The koalas huddled together in the highest branch of their gumtree; except for the young koala who slid down the trunk and rushed to greet his large hairy friend. Afterwards, when the bunyip had returned to his favourite swamp, the koalas held a meeting to decide the most suitable punishment for their wayward young friend. From that day on he and his family were made to wear painted taboo colours as a warning that anyone who values life should not associate with bunyips! Such colourful tales from the culture of the aborigines have served as useful background in our search for an explanation of the bunyip. there are many more, dealing with mythical monsters the size of a hippopotamus or the shape of an immense serpent. Inevitably, these creatures were also as fierce as a crater full of dinosaurs, as cunning as Satan himself.
Theories about the bunyip's alternative identity as a giant sea or land serpent or crocodile have been largely dispelled by the weight of scientific opinion, yet the legends live on regardless. Drawings of a "monster turtle-fish" about ten metres long and featuring dome-shaped body, fishlike tail and a fine set of teeth resulted from a sighting in June 1890 by a schoolteacher, Miss S. Lovell.
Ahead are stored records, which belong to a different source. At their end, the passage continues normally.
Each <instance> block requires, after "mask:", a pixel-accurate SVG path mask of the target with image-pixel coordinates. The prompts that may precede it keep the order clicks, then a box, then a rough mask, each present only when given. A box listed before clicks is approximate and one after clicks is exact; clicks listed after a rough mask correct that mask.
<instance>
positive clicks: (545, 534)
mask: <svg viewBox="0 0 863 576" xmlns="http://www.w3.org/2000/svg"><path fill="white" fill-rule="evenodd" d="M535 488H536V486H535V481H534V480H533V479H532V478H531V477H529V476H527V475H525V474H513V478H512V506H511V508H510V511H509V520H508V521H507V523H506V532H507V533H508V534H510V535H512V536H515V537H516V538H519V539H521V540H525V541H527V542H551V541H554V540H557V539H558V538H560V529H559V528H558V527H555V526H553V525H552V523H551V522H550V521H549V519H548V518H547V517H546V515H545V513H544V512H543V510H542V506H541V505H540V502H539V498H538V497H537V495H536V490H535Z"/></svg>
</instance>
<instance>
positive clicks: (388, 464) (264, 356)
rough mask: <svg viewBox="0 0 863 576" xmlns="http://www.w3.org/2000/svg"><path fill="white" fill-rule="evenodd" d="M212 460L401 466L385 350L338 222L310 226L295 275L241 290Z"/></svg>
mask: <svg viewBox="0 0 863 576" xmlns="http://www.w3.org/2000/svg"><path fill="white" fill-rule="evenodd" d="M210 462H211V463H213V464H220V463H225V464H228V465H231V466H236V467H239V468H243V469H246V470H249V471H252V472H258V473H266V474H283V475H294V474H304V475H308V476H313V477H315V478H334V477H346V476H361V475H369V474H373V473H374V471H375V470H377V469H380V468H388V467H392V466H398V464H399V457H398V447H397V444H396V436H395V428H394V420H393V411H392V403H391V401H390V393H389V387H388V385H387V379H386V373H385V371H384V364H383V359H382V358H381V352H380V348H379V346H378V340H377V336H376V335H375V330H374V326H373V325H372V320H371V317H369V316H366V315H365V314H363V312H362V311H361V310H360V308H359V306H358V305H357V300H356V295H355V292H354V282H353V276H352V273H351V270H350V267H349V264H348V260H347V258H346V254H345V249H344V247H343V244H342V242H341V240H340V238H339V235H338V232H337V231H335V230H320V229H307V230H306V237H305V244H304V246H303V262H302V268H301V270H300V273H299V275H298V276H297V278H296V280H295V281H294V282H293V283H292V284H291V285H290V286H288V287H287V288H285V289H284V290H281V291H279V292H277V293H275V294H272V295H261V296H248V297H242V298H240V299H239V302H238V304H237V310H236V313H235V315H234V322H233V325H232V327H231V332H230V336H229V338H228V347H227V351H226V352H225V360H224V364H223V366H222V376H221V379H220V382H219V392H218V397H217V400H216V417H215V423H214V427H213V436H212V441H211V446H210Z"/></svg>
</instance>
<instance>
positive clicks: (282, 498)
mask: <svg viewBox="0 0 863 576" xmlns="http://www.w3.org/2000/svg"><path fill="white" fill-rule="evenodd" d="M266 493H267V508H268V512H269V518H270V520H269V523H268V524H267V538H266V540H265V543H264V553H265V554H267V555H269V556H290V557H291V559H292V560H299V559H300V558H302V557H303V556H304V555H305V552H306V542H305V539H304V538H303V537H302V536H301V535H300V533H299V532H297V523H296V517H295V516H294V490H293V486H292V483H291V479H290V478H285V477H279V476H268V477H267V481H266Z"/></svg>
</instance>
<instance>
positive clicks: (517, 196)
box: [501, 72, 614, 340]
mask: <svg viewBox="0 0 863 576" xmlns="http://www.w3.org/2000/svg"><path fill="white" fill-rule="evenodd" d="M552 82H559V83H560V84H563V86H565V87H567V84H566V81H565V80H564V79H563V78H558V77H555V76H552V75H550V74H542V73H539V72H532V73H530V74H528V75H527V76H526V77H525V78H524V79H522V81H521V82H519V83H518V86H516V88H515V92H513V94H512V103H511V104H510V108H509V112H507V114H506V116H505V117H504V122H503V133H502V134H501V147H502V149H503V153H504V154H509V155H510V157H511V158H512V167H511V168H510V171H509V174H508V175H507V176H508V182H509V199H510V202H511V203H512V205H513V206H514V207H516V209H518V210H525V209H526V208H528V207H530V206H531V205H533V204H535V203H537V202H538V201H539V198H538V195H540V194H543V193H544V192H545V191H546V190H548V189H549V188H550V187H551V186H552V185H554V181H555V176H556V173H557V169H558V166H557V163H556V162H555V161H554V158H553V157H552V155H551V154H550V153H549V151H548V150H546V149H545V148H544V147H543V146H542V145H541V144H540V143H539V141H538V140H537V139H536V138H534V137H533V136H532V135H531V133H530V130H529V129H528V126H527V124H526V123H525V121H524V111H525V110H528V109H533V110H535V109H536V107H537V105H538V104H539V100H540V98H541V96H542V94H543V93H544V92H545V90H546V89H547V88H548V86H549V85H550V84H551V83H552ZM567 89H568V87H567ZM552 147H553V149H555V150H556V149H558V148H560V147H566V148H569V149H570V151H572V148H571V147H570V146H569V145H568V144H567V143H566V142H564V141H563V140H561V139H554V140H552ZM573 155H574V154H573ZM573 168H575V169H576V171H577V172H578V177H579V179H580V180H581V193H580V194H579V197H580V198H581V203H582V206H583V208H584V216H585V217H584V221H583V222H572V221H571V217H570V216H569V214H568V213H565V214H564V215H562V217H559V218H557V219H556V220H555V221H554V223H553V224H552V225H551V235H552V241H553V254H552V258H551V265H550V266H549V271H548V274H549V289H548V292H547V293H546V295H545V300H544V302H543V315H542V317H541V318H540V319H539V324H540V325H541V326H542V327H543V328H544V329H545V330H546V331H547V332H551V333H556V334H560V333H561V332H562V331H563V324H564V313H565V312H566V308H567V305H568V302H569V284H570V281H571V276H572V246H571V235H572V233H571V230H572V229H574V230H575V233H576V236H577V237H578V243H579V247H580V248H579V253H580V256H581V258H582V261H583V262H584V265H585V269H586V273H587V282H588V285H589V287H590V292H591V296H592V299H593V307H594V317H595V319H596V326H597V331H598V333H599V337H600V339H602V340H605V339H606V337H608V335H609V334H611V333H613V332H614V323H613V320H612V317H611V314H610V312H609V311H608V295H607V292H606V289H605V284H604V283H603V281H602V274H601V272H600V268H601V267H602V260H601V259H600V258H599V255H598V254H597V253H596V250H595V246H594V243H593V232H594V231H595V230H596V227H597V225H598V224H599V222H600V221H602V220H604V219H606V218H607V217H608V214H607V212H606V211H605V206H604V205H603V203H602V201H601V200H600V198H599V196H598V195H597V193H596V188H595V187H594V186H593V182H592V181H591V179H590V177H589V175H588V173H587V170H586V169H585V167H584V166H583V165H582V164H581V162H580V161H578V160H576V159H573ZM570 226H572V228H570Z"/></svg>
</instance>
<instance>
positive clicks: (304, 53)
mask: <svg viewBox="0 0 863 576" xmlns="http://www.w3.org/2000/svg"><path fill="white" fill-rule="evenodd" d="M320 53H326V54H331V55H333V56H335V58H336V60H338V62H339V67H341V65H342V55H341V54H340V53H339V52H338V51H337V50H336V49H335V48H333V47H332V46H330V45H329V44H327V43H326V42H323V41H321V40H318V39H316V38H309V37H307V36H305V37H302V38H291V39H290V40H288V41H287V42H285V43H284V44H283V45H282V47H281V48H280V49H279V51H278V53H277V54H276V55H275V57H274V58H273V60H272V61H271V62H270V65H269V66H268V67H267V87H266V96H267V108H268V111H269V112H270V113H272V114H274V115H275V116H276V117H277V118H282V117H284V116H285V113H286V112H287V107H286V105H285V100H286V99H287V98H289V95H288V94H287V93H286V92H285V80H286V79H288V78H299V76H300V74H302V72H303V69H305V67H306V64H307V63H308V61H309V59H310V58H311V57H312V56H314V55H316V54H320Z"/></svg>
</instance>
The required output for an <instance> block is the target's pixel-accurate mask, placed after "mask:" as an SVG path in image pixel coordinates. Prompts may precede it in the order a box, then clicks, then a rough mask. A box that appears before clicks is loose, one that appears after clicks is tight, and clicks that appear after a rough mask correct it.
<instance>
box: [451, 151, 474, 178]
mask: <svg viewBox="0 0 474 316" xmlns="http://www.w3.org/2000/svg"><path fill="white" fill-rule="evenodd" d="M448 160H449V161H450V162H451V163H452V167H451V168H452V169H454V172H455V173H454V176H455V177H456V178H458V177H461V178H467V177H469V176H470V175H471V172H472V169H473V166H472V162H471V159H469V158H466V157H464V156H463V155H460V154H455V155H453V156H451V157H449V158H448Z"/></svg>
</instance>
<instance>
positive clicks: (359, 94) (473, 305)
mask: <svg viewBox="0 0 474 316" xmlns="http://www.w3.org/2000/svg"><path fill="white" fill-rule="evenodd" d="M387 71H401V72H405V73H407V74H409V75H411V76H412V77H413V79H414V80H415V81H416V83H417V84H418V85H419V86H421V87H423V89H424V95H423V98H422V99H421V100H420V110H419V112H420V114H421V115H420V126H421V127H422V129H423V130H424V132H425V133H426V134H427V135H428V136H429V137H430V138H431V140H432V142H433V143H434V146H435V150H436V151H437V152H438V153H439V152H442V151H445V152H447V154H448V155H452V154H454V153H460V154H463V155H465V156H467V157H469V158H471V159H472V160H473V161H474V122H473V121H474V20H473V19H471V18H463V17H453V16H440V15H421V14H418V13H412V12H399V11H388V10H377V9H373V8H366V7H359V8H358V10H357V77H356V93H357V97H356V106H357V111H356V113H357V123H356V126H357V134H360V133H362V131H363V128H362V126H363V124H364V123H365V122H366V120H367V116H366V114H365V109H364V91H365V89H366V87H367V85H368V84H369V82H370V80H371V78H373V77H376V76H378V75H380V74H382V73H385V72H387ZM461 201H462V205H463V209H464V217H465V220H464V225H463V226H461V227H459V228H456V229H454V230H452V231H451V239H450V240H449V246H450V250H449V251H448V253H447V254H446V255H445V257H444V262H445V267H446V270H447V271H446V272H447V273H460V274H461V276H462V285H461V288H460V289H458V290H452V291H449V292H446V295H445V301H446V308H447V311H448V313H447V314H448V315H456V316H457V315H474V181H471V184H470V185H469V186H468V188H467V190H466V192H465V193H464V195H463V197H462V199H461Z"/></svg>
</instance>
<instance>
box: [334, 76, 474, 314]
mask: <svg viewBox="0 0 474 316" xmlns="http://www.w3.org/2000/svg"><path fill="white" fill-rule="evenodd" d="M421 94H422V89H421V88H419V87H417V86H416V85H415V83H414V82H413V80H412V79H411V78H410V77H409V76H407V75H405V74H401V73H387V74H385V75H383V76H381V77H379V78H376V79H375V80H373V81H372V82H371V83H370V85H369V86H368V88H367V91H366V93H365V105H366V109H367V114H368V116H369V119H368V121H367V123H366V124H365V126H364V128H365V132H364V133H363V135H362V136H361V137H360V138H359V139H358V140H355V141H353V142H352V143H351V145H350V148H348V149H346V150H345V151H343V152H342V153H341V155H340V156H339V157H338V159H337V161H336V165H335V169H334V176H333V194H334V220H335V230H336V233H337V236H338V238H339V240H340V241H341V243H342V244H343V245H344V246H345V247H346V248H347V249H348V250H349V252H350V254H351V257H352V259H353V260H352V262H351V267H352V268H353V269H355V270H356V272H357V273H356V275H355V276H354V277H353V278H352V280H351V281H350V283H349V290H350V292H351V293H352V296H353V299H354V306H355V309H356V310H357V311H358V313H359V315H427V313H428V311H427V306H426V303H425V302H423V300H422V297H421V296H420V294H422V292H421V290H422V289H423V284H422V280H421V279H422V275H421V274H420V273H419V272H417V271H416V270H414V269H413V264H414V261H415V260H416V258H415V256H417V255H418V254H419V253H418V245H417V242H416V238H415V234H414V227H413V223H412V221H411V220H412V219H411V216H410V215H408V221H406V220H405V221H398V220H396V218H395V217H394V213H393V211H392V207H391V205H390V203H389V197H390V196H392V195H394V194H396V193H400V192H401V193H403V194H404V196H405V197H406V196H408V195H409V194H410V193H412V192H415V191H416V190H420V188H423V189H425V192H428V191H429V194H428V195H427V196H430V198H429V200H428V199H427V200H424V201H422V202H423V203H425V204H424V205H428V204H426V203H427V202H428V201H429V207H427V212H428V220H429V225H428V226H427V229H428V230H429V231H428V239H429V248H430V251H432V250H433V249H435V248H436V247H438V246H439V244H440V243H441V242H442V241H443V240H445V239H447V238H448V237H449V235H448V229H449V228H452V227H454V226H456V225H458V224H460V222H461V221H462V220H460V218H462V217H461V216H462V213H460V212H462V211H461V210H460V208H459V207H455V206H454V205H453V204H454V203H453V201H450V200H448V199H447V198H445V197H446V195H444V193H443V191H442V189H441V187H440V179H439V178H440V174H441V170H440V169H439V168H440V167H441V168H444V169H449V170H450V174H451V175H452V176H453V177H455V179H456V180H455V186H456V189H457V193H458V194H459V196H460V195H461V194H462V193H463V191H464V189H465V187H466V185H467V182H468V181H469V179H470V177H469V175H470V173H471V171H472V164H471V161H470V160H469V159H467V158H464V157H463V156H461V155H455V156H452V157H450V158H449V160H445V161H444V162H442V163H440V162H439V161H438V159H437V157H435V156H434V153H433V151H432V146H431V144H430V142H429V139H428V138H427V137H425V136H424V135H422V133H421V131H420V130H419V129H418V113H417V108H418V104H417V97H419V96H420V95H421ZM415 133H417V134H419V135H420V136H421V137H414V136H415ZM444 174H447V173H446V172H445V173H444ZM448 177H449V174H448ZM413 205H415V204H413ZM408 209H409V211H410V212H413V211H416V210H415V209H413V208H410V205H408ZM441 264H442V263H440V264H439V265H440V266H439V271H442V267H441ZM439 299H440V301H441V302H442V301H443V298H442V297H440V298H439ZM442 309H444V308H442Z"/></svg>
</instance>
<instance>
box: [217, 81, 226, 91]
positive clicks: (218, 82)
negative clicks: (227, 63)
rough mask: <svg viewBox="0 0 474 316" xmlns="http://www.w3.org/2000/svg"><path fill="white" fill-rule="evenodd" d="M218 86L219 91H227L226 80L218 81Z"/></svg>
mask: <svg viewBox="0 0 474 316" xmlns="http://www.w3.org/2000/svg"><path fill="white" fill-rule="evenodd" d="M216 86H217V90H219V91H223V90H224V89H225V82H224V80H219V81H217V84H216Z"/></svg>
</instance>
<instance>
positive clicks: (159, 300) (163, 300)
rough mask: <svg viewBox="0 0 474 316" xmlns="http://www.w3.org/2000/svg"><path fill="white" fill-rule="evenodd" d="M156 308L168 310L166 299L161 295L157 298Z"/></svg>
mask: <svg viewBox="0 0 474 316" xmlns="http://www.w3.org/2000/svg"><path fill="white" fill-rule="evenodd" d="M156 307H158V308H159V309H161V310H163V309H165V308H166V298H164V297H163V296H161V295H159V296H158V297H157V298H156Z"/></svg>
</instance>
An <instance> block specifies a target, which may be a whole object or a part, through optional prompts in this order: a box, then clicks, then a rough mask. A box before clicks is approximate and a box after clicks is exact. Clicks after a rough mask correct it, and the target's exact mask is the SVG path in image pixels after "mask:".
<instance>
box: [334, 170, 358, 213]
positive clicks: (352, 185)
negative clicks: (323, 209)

In her description of this creature, Miss Lovell wrote: "Natives call it the Moha Moha, and say they like to eat it". Miss Lovell's sea monster at Great Sandy Beach on Queensland's Great Barrier Ref has been dismissed as an exaggerated version of the Australian oar-fish which grows to a length of ten metres or more, has a shining silver skin and horse-like head. since its existence was accounted for by natives not too terrified to devour its flesh, it is doubtful whether the Moha Moha was ever really mistaken for a bunyip.
The dreaded mindi (Myndie) described by the early Yara Yarra tribe were said to be Bunyip-snakes with magical powers granted to them by the mighty Bun-jil (alternatively Pund-jil or Pun-jil, meaning "god of things as they are"). With the aid of his lesser Mindis, the huge Bunyip-snake could spread disease, poison his enemies, or merely frighten them into submission. Two Bunyip-snakes n in New South Wales, ate native fishermen who ventured into its lagoon or the numerous waterways churned up during its travels. In addition, a gigantic, bright-coloured snake known by the Central Australian aborigines as Wanambi came complete with emu-like head, a mane, beard and all the terrible mystique of a bunyip.
Although he appears throughout aboriginal folklore in a multitude of forms, the bunyip has managed to maintain his designation as a symbol of warning to could-be sinners. he rates in local history as a "sort of Australian bogie", yet we will never know whether his rather comic features derive more from folk-tales carried down through ages of telling or from descriptions of an actual animal recently seen.